Interview de Geneviève Koevoets (Mahâjyoti)
Par Lwiis Saliba
Mercredi 26 Janvier 2022
(Sur le thème : portraits et poésies mystiques)
17h43 – Evocation de la première rencontre de Mahâjyoti (M) avec Swami Vijayânanda.
Portrait de Vijayânanda par ‘M’ :
Lwiis : Ce portrait est tellement vivant !
Mahâjyoti rappelle l’avis de Jacques Vigne quand elle lui a envoyé ce portrait, fraîchement créé d’après une photo, roulé dans un cylindre, par la poste de Nice à Paris. Après lui avoir demandé ‘s’il était ressemblant ?’Jacques lui avait répondu : « Il est plus que ressemblant, on voit son âme ! ».
M : Cela m’avait beaucoup touchée. De manière générale, je commence par dessiner les yeux pour obtenir le ‘regard intérieur’ et j’organise le reste du visage autour. J’aime bien utiliser la technique de la ‘sanguine’. Quand j’étais adolescente à Paris, on voulait me faire faire les Beaux-Arts, j’ai toujours dessiné depuis l’âge de 4 ans. J’effrite le crayon de sanguine qui se présente comme un fusain rouge/orange, je passe un coton hydrophile pour en étendre soigneusement la poudre et toute la page devient orange. Ensuite je dessine les traits et les ombres au crayon et à la gomme.
Lwiis : Vijayânanda est mon maître, et je me suis dit, sans te connaître : « Cette femme qui a tellement bien réussi à dessiner Vijayânanda doit être très spirituelle ». On sent dans ton poème sur lui que tu l’as comme ‘dessiné une seconde fois’. Ton poème est tellement réussi qu’il m’a fait revivre le ‘satsang’ avec Vijayânanda, il y est vraiment présent, tellement présent !
M : Ces inspirations pour les portraits comme pour les poèmes sont un don du ciel, un état de grâce. En faisant le portrait de Vijayânanda, j’ai eu l’impression de lui donner une seconde naissance…

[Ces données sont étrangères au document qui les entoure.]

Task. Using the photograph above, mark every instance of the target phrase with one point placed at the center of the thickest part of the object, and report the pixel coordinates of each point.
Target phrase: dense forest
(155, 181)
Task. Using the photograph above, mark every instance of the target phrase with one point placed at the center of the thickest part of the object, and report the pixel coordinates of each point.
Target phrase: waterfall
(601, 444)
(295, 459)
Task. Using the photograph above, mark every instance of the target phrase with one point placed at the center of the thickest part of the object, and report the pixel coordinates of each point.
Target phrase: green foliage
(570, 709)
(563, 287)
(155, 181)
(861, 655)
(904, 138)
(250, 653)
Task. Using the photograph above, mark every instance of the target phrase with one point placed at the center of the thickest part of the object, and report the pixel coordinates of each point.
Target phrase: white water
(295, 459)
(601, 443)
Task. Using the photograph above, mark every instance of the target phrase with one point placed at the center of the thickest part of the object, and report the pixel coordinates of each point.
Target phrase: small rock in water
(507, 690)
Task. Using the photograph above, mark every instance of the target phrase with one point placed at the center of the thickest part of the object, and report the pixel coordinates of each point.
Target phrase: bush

Lwiis : On va passer tout de suite à ton poème sur le satsang de Vijayânanda, qui est la seconde partie du poème ‘O Inde, ô mon amour’, tiré de ton livre ‘Voyage Intérieur’ :
Le vieux maître est assis
Nous lui disons merci
Il est vêtu d’orange
Au loin coule le Gange.
C’est le satsang du soir
Qui redonne l’espoir
Et qui nous restructure
Pourvu que cela dure !
La visite des temples
Tout ce que l’on contemple
Les guirlandes de fleurs
Nous ouvrent grand le cœur !
C’est du miel et c’est doux
L’ego est prêt à tout
La spiritualité
Chasse la méchanceté !
Mâ est l’Enseignement
C’est le jaillissement
La lumière qui pénètre
Et la foi qui va naître !
Inde, l’imprégnation
De tout a eu raison
Tu es comme une fleur
Lotus du bonheur !
Tu habites chez moi
Où tu vibres de joie
Ton image en mon cœur
Est mon Inde intérieure !
Ton âme reste en moi
Je penserai à toi,
Je t’aimerai toujours
O Inde, ô mon amour !
M : J’ai écrit souvent ces poèmes vers 3h du matin, l’heure de la grâce. J’ai fait le portrait en premier, ensuite le poème. J’ai commencé, encore adolescente, par l’aquarelle, ma marraine était peintre, et d’une grande spiritualité, elle m’a mis le pinceau à la main. Ensuite, j’ai préféré les portraits. Jacques Vigne les a tous pris en photos. J’ai fait aussi des croquis, des caricatures d’acteurs qui travaillaient avec mon mari au théâtre. L’un d’eux l’a gardée et ne dédicaçait plus aux gens ses propres photos, mais cette caricature.
Lwiis : Lequel est le plus facile entre les deux, le portrait ou le poème ?
M : Les deux sont difficiles, je ne sais que choisir, mais je travaille sur les trois niveaux : l’écriture simple, la poésie et le dessin.
Lwiis : Et Mâ Anandamayî ?
M : La Mère par excellence, qui va chercher au plus profond de nous. J’avais la spiritualité en moi, mais c’est grâce à Mâ et à ses enseignements que cela s’est ouvert. J’ai été cinq fois en Inde, à chaque fois j’ai rencontré Swami Vijayânanda. Quand j’avais des bronchites il me donnait des bonbons suisses pour la toux et lui-même, par exemple, il prenait le téléphone du petit bureau de l’ashram où il se tenait une ou deux heures chaque soir, et enroulait le combiné dans son écharpe pour se protéger des microbes. C’était un vrai mystique, mais qui avait le sens pratique. Il disait souvent : « Il faut avoir la tête dans le ciel et les pieds sur la terre ».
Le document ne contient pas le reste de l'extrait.